L’intento liturgico del Concilio Ecumenico Vaticano II si inscrive senza dubbio nell’orizzonte delle grandi opere che Dio compie per la sua Chiesa, come in modo eloquente attesta dom Gérard Calvet, fondatore e primo Abate del monastero francese di Le Barroux:

Tre miracoli fioriscono continuamente nel giardino della Sposa di Cristo: la sapienza dei suoi dottori, l’eroismo dei suoi santi e dei suoi martiri, lo splendore della sua liturgia. Et hi tres unum sint! Questi tre elementi sono ‘una cosa sola’ perché la liturgia è per se stessa un canto unico di sapienza e di amore: essa riassume i due ordini dell’intelligenza e della carità e li sublima in preghiera [5].

[1] Congregazione per la Dottrina, Dominus Jesus, in EnchVat, XIX, n. 1183: «Esiste quindi un’unica Chiesa di Cristo, che sussiste nella Chiesa Cattolica, governata dal successore di Pietro e dai vescovi in comunione con lui.

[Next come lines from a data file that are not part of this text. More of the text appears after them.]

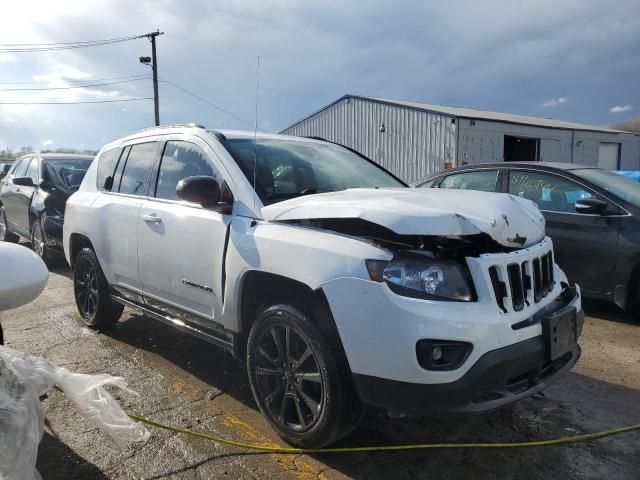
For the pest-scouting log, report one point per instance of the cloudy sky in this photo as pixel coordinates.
(575, 60)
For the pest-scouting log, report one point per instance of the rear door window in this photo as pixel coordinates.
(482, 180)
(549, 192)
(180, 160)
(137, 169)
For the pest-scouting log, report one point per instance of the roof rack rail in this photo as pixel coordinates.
(219, 135)
(175, 125)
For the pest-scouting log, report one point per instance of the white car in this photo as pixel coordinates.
(339, 286)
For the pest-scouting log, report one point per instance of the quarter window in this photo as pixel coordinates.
(483, 180)
(21, 168)
(430, 183)
(106, 167)
(550, 192)
(32, 171)
(136, 171)
(181, 160)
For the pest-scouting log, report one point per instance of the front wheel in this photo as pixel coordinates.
(296, 380)
(91, 290)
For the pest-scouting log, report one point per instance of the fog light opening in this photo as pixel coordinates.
(436, 353)
(442, 354)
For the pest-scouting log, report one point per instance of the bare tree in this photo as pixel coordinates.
(631, 125)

Le Chiese che, pur non essendo in perfetta comunione con la Chiesa Cattolica, restano unite ad essa per strettissimi vincoli, quali la successione apostolica e la validità eucaristica, sono vere Chiese particolari. Perciò anche in queste Chiese è presente e operante la Chiesa di Cristo, sebbene manchi la piena comunione con la Chiesa Cattolica, in quanto non accettano la dottrina cattolica del primato che, secondo il volere di Dio, il vescovo di Roma oggettivamente ha ed esercita su tutta la Chiesa».

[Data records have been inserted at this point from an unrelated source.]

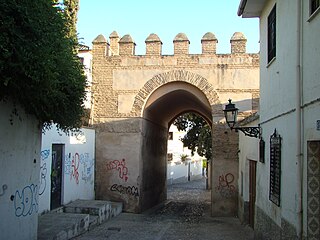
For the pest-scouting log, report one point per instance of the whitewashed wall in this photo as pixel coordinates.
(19, 174)
(78, 166)
(178, 173)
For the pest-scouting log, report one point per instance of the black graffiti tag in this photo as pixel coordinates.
(129, 190)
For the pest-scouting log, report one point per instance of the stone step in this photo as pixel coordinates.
(116, 208)
(77, 217)
(62, 226)
(102, 209)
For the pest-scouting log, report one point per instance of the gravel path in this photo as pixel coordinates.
(185, 216)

[2] Concilio Ecumenico Vaticano II, Unitatis redintegratio, n. 4: «unità di una sola ed unica Chiesa, che Cristo fin dall’inizio donò alla sua Chiesa, e che crediamo sussistere, senza possibilità di essere perduta, nella Chiesa Cattolica, e speriamo che crescerà ogni giorno più, fino alla fine dei secoli».

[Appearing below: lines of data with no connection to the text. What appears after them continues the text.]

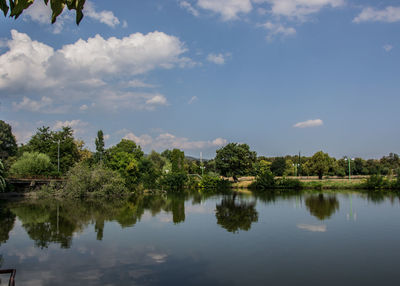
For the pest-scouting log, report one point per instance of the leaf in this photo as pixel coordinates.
(4, 7)
(57, 6)
(19, 6)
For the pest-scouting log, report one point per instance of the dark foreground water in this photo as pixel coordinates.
(308, 239)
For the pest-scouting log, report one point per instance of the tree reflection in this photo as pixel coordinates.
(235, 216)
(322, 207)
(7, 219)
(52, 221)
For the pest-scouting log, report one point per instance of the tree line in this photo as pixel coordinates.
(51, 153)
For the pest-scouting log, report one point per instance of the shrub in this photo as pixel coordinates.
(32, 164)
(293, 184)
(174, 181)
(376, 182)
(97, 181)
(213, 182)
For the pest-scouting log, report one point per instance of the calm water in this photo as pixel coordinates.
(307, 239)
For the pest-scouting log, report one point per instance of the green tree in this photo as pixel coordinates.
(235, 160)
(99, 145)
(16, 7)
(125, 164)
(319, 164)
(8, 144)
(127, 146)
(278, 166)
(2, 178)
(177, 160)
(46, 141)
(32, 164)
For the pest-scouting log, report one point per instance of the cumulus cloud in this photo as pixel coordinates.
(41, 13)
(389, 15)
(309, 123)
(77, 125)
(228, 9)
(186, 5)
(86, 69)
(168, 141)
(388, 48)
(276, 29)
(299, 9)
(193, 99)
(105, 17)
(218, 59)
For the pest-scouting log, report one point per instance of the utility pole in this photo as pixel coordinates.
(58, 156)
(299, 168)
(201, 164)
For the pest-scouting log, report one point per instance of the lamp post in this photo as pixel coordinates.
(348, 160)
(58, 157)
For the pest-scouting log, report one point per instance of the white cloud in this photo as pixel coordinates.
(218, 59)
(388, 48)
(168, 141)
(44, 105)
(276, 29)
(389, 15)
(41, 13)
(86, 69)
(186, 5)
(312, 228)
(105, 17)
(193, 99)
(77, 125)
(309, 123)
(228, 9)
(299, 9)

[3] Congregazione per la Dottrina, Dominus Jesus, in EnchVat, XIX, n. 1182: «Con l’espressione ‘sussiste nella’, il concilio Vaticano II vuole armonizzare due affermazioni dottrinali: da un lato che la Chiesa di Cristo, malgrado le divisioni dei cristiani, continua a esistere pienamente soltanto nella Chiesa Cattolica, e dall’altro lato ‘l’esistenza di numerosi elementi di santificazione e di verità al di fuori della sua compagine’, ovvero nelle Chiese e Comunità ecclesiali che non sono ancora in piena comunione con la Chiesa cattolica. Ma riguardo a queste ultime, bisogna affermare che “il loro valore deriva dalla stessa pienezza della grazia e della verità che è stata affidata alla Chiesa cattolica”».

[4] Benedetto XVI, Discorso al Pontificio Istituto Liturgico, in OR, 7 maggio 2011, p. 1.

[5] G. Calvet, La santa liturgia, p. 7.